Please work on the labs by yourself!

Lab 0

0. Fill out the Google Form to submit your Github account info

We will use Github classroom for lab submissions. We need your github IDs to add you to the classroom. Please fill out the form, the form will close on 8/28/2023 at 11:55pm. Please work on it ASAP.

We will add you to the Github Classroom account by the end of Tuesday (8/29/2023). Afterwards, please accept the assignment (i.e., Lab 0) on Github Classroom using this link. You will have a separate repo for you to submit codes/results.

1. Apply for a Cloudlab account

Apply for an account using the signup link. On the “Person Information” panel, click “Join Existing Project” and fill in our project name vtcs5204. Please use your @vt.edu email address. Your application will be approved by us shortly. Setting up the experiment environment in Cloudlab.
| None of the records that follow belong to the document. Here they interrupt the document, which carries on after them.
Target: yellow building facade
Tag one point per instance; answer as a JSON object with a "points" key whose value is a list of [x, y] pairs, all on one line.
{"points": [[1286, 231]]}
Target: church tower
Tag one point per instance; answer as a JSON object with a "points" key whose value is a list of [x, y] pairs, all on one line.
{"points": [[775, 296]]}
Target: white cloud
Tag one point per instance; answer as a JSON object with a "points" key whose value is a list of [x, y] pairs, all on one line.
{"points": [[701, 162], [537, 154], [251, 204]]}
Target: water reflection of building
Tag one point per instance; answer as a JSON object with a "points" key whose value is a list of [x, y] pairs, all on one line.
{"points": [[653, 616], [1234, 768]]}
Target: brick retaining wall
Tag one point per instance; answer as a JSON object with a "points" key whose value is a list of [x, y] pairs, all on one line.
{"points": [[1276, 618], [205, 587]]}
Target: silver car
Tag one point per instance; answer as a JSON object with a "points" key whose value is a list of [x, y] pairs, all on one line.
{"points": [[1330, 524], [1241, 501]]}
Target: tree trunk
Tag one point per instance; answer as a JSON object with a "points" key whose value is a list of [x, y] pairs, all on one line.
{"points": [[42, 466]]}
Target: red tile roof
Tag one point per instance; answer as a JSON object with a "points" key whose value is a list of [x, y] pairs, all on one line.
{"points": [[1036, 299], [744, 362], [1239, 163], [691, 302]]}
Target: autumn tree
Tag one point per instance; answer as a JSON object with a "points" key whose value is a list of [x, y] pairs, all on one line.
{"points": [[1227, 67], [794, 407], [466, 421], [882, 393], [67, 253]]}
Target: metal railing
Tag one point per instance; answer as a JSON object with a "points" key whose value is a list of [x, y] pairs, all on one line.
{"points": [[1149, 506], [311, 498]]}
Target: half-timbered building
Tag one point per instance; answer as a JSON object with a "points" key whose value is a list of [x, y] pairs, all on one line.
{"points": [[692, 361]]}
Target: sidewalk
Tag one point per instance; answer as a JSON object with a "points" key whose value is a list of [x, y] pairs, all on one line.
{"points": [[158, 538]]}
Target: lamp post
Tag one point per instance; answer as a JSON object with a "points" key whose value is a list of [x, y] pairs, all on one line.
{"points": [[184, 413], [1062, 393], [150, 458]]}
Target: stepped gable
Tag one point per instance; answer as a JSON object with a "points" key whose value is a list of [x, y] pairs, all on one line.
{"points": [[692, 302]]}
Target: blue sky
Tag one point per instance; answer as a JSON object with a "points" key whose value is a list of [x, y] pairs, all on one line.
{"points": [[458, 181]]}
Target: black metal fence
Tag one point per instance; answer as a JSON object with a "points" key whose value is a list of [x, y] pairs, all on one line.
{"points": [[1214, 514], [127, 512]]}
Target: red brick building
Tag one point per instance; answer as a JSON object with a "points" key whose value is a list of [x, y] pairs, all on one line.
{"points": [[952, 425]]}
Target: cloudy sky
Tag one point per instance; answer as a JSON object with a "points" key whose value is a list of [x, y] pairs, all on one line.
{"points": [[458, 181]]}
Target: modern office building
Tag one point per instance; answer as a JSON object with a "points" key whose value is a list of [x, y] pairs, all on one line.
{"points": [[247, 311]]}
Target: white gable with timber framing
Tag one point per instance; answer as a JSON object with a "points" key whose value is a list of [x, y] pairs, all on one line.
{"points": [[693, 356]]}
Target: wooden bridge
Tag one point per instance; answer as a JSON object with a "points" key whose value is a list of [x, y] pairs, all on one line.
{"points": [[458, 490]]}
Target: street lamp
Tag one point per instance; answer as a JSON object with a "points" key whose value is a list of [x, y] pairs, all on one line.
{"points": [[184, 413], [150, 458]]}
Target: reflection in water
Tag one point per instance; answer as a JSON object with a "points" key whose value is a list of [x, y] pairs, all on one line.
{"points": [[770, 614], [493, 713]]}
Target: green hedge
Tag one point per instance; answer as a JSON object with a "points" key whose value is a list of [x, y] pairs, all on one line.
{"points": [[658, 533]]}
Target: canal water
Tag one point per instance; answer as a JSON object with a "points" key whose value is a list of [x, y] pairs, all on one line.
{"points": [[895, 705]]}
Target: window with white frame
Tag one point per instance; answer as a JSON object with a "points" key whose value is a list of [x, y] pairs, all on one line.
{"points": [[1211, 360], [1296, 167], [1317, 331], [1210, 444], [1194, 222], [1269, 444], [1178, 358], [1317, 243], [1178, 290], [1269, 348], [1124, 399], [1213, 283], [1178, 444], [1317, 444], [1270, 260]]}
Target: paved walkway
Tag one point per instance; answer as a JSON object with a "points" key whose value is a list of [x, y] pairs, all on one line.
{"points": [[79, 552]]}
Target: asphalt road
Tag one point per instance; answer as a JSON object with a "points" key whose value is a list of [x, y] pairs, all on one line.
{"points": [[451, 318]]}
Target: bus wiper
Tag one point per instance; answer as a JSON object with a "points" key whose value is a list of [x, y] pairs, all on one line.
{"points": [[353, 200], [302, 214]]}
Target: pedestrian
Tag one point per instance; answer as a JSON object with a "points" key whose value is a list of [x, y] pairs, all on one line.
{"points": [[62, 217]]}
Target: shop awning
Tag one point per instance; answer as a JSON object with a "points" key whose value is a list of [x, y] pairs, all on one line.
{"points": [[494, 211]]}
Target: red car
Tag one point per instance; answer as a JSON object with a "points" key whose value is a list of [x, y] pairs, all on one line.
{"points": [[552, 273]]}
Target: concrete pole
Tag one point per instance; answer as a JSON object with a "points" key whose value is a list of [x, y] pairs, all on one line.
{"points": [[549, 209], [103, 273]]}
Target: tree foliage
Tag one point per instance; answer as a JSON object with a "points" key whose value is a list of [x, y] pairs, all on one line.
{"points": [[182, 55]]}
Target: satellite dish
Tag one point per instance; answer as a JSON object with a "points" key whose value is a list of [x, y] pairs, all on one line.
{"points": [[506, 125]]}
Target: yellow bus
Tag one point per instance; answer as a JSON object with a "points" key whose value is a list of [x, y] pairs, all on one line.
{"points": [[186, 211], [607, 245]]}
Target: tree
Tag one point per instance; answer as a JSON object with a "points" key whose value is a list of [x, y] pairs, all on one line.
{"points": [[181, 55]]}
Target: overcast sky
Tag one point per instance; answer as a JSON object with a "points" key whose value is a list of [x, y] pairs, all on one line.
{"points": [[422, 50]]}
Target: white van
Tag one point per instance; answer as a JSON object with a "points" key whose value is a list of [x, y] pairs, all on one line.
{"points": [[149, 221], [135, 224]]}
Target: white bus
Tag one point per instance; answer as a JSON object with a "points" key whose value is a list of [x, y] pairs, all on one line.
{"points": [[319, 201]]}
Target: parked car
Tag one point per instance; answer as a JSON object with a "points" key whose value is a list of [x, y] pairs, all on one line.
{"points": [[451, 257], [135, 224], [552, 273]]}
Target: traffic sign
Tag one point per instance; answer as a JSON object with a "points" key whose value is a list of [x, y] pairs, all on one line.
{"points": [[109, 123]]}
We are going to use c220g5 machines equipped with 2 x 10-core Intel Skylake CPUs, 192GB ECC Memory and One Intel DC S3500 480 GB 6G SATA SSD. You can find the detailed hardware description and how the machines are interconnected here and current availability here.

Note that you can only reserve CloudLab servers for a limited amount of time (lease can be extended if servers are available). But please start the lab early to avoid missing the deadline due to the availability issue.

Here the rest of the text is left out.